Esas preguntas no dejan de atormentarme. Yo me cuestiono, en lo particular, mi papel, el rol que debo asumir. Escribir es lo único que sé hacer y desde la escritura es que advengo como sujeto político. Entiendo que el reto primeramente está en leer la realidad lo más objetivamente que se pueda, y comprender que somos piezas activas del acontecer. La poesía debe estar del lado de la paz.
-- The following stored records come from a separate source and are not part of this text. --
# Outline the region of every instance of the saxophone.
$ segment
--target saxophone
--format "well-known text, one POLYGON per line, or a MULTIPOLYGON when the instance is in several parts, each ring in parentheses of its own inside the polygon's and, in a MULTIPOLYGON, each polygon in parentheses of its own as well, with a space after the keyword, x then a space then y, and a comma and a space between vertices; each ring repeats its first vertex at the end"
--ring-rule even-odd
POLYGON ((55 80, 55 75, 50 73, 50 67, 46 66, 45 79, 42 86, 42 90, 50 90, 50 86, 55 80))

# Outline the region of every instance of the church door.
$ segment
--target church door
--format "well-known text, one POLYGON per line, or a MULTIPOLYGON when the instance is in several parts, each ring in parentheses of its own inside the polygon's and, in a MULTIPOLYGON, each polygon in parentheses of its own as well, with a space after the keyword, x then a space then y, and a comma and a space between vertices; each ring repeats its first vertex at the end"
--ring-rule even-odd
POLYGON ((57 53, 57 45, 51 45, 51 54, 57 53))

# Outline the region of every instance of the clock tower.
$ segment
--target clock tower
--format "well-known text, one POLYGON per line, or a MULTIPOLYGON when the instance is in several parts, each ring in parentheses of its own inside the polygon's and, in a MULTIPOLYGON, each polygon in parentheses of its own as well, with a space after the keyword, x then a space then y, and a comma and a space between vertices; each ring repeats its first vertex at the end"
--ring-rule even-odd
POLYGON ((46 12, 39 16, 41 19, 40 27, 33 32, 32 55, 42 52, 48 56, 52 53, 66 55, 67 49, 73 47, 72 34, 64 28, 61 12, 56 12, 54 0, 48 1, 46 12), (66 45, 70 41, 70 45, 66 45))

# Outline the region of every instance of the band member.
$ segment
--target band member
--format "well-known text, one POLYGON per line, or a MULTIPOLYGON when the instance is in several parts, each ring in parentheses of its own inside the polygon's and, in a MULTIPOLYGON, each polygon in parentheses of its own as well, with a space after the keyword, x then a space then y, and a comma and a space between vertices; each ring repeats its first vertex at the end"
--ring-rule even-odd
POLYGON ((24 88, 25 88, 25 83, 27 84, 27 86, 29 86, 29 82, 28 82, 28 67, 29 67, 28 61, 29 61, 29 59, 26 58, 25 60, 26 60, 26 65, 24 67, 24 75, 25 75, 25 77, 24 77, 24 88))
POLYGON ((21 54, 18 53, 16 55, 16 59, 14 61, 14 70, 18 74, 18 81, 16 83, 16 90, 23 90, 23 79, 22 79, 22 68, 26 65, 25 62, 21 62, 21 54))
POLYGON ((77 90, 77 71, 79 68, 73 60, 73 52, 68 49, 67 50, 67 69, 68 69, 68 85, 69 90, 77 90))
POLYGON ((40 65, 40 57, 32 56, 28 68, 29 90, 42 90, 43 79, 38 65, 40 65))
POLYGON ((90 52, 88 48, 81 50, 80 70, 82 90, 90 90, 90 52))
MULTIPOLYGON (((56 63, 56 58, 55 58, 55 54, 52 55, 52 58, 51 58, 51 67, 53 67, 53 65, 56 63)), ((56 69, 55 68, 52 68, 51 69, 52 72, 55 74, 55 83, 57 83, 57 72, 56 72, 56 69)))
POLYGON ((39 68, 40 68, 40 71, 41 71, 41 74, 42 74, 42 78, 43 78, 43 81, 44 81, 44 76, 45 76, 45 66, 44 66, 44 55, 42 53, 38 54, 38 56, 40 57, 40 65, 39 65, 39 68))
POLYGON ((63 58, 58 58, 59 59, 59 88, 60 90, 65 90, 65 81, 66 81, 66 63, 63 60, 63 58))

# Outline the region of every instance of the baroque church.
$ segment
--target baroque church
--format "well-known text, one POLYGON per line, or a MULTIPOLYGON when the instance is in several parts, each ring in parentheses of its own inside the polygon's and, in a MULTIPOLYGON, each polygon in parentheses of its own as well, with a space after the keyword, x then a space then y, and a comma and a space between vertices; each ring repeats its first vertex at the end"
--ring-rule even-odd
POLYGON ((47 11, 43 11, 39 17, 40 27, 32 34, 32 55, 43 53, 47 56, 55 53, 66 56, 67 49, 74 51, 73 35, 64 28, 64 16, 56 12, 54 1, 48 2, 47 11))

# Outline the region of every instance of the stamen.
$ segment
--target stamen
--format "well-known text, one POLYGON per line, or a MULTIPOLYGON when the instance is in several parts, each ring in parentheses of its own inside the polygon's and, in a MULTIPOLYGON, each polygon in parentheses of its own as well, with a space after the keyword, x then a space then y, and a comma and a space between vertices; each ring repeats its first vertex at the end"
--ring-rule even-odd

Mi poética está volcada toda contra los horrores de este sistema que como un abultado insecto succiona el ánima de todos los pobres de la tierra, que engulló sin clemencia los pulmones de mi abuelo, por ejemplo,  que devoró el hígado de mi abuela. Yo, ni como ciudadana, ni como mujer, ni como poeta, estaré nunca del lado de los que convocan a incendiar un país al mismo tiempo que detentan los privilegios de ser dueños de los medios de producción. Yo sé muy bien que el dueño del vivero donde crecí no hacía que florecieran las orquídeas, quienes las hacían florecer eran los floricultores, ellos se entregaban con devoción y sudaron para que ellas abrieran sus colores a la vida. Como yo sé eso, sé también que el giro neoliberal llevaría este barco al más aparatoso hundimiento.

Para cerrar, si tuvieras una biblioteca donde solamente cupieran 5 libros de tus escritores favoritos, ¿cuáles escogerías?

Para el caso, 5 es un número tan reducido que me da vértigo. Pero acepto el reto imaginativo que propones. Creo que escogería Cien años de soledad de Gabriel García Márquez; Don Quijote de la Mancha de Cervantes; Los desposeídos de Ursula Le Guin; Molloy de Samuel Beckett, y La Íliada, de Homero. Igual te advierto, si me preguntaras esto nuevamente mañana, de seguro nombraría otros cinco, y así cada vez que volvieras a preguntarme.